Un grand noir à la denture éblouissante l’accueillit à la réception.
— Yes, Sir ?
— On m’a dit que Mister Hadj Aidid Ziwani était en ville, attaqua à tout hasard « Wild Harry ».
Le réceptionniste arbora aussitôt une mimique désolée.
— Sir, vous n’avez pas de chance : il était là depuis hier, mais il vient juste de partir !
« Wild Harry » sentit son pouls grimper en flèche. Avec la présence à Nairobi du milliardaire kenyan, son hypothèse se renforçait.
— Il est en ville ? insista-t-il.
— Non, il vient de repartir pour Mombasa. Vous l’avez raté de vingt minutes. On vient juste de terminer le chargement de ses bagages.
— Il repart par Wilson ou Jomo Kenyatta ?
— Oh, il met toujours son hélicoptère à Wilson, Sir, c’est plus pratique. Autre chose ?
— Vous avez son portable ?
— Non, hélas !
« Wild Harry » ressortit du Panari, le cerveau en ébullition. Les pensées s’entrechoquaient sous son crâne. Les ravisseurs de Malko ne réclamaient plus de rançon. Ce Hadj Aidid Ziwani était venu pour vingt-quatre heures à Nairobi et repartait sur Mombasa. Or, si les ravisseurs de Malko voulaient l’exfiltrer vers la Somalie, ils devaient passer par Mombasa... Dans un hélicoptère privé, on pouvait parfaitement transporter un homme kidnappé. Il sauta à la voltige dans le 4 x 4 et lança à Paul :
— On va à Wilson Airport, vite.
Tandis qu’ils remontaient Mombasa Road, il appela Mark Roll et lui fit part de ses soupçons.
— Je me demande si ce type n’est pas venu chercher Malko...

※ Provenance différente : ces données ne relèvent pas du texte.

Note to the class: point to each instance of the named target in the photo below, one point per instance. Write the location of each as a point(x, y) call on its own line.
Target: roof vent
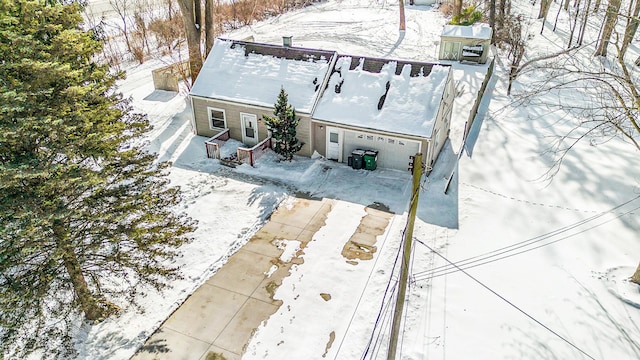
point(286, 41)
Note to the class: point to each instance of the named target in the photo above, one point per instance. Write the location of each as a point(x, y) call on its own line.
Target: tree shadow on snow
point(603, 328)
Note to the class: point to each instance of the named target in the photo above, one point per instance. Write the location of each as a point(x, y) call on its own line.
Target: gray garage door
point(393, 153)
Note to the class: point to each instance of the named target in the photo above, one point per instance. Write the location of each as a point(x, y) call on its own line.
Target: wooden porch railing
point(213, 145)
point(249, 156)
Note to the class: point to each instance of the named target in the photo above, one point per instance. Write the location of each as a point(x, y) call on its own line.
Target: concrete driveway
point(220, 317)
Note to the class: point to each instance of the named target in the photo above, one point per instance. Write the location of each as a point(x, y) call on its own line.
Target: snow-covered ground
point(545, 262)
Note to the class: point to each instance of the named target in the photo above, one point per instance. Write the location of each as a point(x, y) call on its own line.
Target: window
point(217, 118)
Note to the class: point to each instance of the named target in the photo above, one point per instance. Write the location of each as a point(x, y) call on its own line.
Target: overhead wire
point(509, 250)
point(384, 297)
point(508, 302)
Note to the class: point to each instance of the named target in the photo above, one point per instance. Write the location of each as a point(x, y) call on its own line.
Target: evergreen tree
point(86, 218)
point(283, 127)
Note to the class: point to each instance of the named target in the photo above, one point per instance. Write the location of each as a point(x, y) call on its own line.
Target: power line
point(509, 250)
point(384, 303)
point(509, 302)
point(449, 270)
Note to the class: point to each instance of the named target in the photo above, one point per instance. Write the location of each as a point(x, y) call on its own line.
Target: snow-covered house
point(470, 42)
point(398, 108)
point(240, 81)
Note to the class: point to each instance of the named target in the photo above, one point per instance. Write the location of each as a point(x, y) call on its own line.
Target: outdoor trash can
point(358, 159)
point(370, 159)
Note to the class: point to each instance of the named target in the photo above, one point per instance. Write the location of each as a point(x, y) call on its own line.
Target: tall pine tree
point(87, 218)
point(283, 126)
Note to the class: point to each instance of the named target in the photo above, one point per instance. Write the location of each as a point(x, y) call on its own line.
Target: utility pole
point(406, 256)
point(402, 23)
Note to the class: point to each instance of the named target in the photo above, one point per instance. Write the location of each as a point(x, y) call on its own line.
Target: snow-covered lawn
point(545, 262)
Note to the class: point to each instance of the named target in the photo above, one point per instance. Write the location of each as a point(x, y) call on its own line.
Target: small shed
point(465, 43)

— Je me suis renseigné, fit aussitôt le chef de station de la CIA. On ne peut pas compter sur les Kenyans. Hadj Aidid Ziwani jouit de la protection du nouveau président. Que voulez-vous faire ?
— Je ne sais pas encore, avoua « Wild Harry ». Je vais à Wilson Airport. J’aimerais bien vérifier le chargement de son hélicoptère.
— Soyez prudent. C’est un VIP.
— C’est peut-être, aussi, un kidnappeur, grommela « Wild Harry ».
Adj Aidid Ziwani sentit sa poitrine se dilater de soulagement lorsque le Bell, après un point fixe qui lui avait semblé interminable, s’arracha enfin du sol. Il passa au dessus des hangars de Wilson Airport et prit la direction du sud. Jusqu’à la dernière seconde, Hadj Aidid Ziwani avait tremblé, s’attendant à voir surgir les Américains.
Pourtant, le chargement de l’hélico s’était passé sans problème. Le fourgon de ses « amis » avait apporté, alors que le rotor tournait déjà, le grand sac qu’on avait jeté dans la cabine, à côté de ses bagages.
Il était trop connu pour que le moindre policier s’intéresse à ce qu’il emportait. Son seul contact était avec la tour de contrôle, pour les formalités de décollage.
Assis à côté du pilote, il se détendit enfin. Dans quelques heures, tout serait réglé.
Installé à l’avant du 4x4 garé en face du bâtiment des départs de Wilson Airport, « Wild Harry » attendait le retour de Paul qu’il avait envoyé dans l’aéroport s’enquérir de Hadj Aidid Ziwani.
Trépignant intérieurement.
Paul surgit en courant de l’aérogare et remonta au volant.
— Il a décollé il y a dix minutes pour Mombasa ! annonça-t-il.
L’Américain n’hésita pas.
— Retournez fouiner. Essayez de savoir ce qu’il avait comme bagages, où il va se poser, combien de temps il prend pour le trajet.
Tandis que Paul s’engouffrait de nouveau dans le terminal, il appela Mark Roll.
— On l’a raté ! annonça-t-il, à dix minutes près.
— C’est bête.
— Écoutez, fit « Wild Harry », j’ai une sale intuition. Je veux absolument arriver à Mombasa avant lui.